~ Talantes, parc ~
Quatre regardait le jeune mercenaire près de lui. Celui-ci s'amusait à lancer des morceaux de pain aux différents oiseaux qui passaient sur le lac. Ses yeux brillaient d'amusement quand il voyait deux canards se disputer le même morceau. Un sourire étira ses lèvres fines quand Trowa se baissa et tendit la main vers un palmipède plus hardi que les autres. Il se rendit alors compte de la différence existante entre lui et le jeune. Jamais il ne lui serait venu à l'idée de s'amuser avec une bande de volatiles. Pourtant cela avait l'air amusant. Mais il n'osa pas franchir le pas, il resta derrière la barrière à admirer le profil du guerrier. Un léger vent faisait virevolter ses cheveux. Le tableau lui plaisait énormément. Le même désir que ce matin le traversa. Il avait beaucoup réfléchi durant la nuit, se demandant si c'était de l'attirance, un simple désir physique. Mais il s'était rendu compte qu'il voulait plus, qu'il voulait le connaître, son enfance, ses rêves : tout, il voulait tout savoir de lui. Le seul problème était ce tatouage présent sur son bras. Trowa n'était pas libre, il était lié. * Pourtant hier il m'a pris dans ses bras ! Non ! Je sais que c'était simplement pour me consoler. Je ne suis qu'un idiot ! Il faut que j'arrête de penser à lui. Il faut que je me maîtrise *. Il passa la main dans le sac que lui avait remis Rashid, et serra la petite boîte contenant l'oiseau de jade. Il savait pertinemment que Trowa l'avait désigné pour lui faire plaisir De par ses lectures, il avait appris que les mercenaires n'accordaient que peu d'intérêt aux bijoux encore une différence entre eux. Sa main frôla ensuite le coffret dans lequel se trouvaient les deux anneaux. Son mariage. Il n'arrivait pas à croire que demain il serait marié avec cette femme. * Mon dieu ! Que dois-je faire ? Je suis perdu. Si seulement j'avais le courage de lui dire non. Mais alors, tous ces gens seraient condamnés à cause de ma faiblesse *. Il soupira légèrement et releva la tête pour se trouver nez à nez avec un regard vert. Trowa le fixait, aucune expression ne montrait vers quoi se tourner ses pensées. Fermé, lointain, beau…
" Peut-être devrions-nous rentrer ? Tu dois être fatigué ".

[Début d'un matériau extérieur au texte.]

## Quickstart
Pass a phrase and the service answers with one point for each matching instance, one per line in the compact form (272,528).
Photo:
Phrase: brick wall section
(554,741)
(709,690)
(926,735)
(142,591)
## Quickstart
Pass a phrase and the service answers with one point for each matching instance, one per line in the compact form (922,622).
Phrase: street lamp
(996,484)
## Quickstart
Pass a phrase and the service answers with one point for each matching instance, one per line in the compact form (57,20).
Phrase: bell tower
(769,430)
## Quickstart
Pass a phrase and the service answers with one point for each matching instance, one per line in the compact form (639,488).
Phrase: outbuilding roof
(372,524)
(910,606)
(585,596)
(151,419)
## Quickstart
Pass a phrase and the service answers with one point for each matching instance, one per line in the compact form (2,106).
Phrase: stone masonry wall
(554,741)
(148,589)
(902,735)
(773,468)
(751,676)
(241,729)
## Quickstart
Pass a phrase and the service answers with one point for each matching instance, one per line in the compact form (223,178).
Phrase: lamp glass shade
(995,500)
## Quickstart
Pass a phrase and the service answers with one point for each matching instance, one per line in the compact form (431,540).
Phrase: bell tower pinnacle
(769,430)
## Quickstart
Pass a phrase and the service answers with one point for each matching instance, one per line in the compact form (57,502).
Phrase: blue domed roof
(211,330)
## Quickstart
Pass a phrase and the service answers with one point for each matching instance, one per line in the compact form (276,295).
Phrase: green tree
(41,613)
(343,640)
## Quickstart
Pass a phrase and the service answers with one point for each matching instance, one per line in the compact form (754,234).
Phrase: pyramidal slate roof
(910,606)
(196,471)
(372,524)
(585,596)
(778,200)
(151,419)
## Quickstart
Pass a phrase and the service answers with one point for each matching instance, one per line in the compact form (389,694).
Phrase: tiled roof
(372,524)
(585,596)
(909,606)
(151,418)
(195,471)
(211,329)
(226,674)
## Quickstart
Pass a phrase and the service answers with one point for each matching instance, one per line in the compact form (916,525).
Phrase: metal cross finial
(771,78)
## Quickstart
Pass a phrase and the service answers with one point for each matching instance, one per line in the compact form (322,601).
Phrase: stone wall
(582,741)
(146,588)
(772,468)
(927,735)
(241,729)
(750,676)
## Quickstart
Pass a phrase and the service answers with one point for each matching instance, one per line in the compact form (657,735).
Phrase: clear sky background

" C'est à vous de décider Votre Altesse. Je me sens parfaitement bien ".
J
Tout à ses jeux avec les volatiles multicolores, Trowa pouvait sentir le regard du prince sur lui. Celui-ci ne lui avait pas encore remis son présent, et Trowa devait s'avouer assez inquiet quant à ce moment. Le fait surtout de s'attacher au blond lui faisait peur. * Ce pourrait-il qu'il soit mon Lié ? *. Il secoua la tête légèrement et sourit en regardant deux petits canetons tirer un morceau de pain comme si leur vie en dépendait. * Tout est tellement compliqué, je ne sais plus quoi penser, j'aimerais bien avoir une vie aussi simple que ces oiseaux *. Après quelques instants, il se leva puis marcha lentement vers la barrière où le prince se tenait. Celui-ci avait arrêté de le regarder et semblait perdu dans ses pensées. Ses courtes mèches blondes tombaient sur son visage. Trowa sentit son cœur se serrer quand le regard sérieux du prince rencontra le sien. Mais il ne laissa rien paraître de son émoi. * Il est vraiment beau, rayonnant comme le soleil… Mais qu'est-ce que je raconte, ce n'est pas mon genre de dire des trucs pareils…*.
" Peut-être devrions-nous rentrer ? Tu dois être fatigué ".
Trowa lui répondit. Il se sentait bien en sa présence, chose rare, surtout en si peu de temps. Il lui avait fallu presque deux ans pour se faire un seul ami à l'académie, et là, en l'espace de vingt quatre heures, il avait envie de partager un peu de lui avec ce parfait étranger. Il se rappela alors une question qu'il avait posée au devin peu après qu'il leur eût prédit leur destin.
~ + ~
" Tu as une question à me poser, mon petit ? ".
Le vieil homme fixait le petit brun face à lui. Il se souvenait parfaitement de sa séance de prédiction éprouvante avec cet enfant. Pour le moment, le jeune le regardait attentivement et semblait chercher ses mots.
" Quand…Quand on rencontre son Lié, comment on le sait ? ".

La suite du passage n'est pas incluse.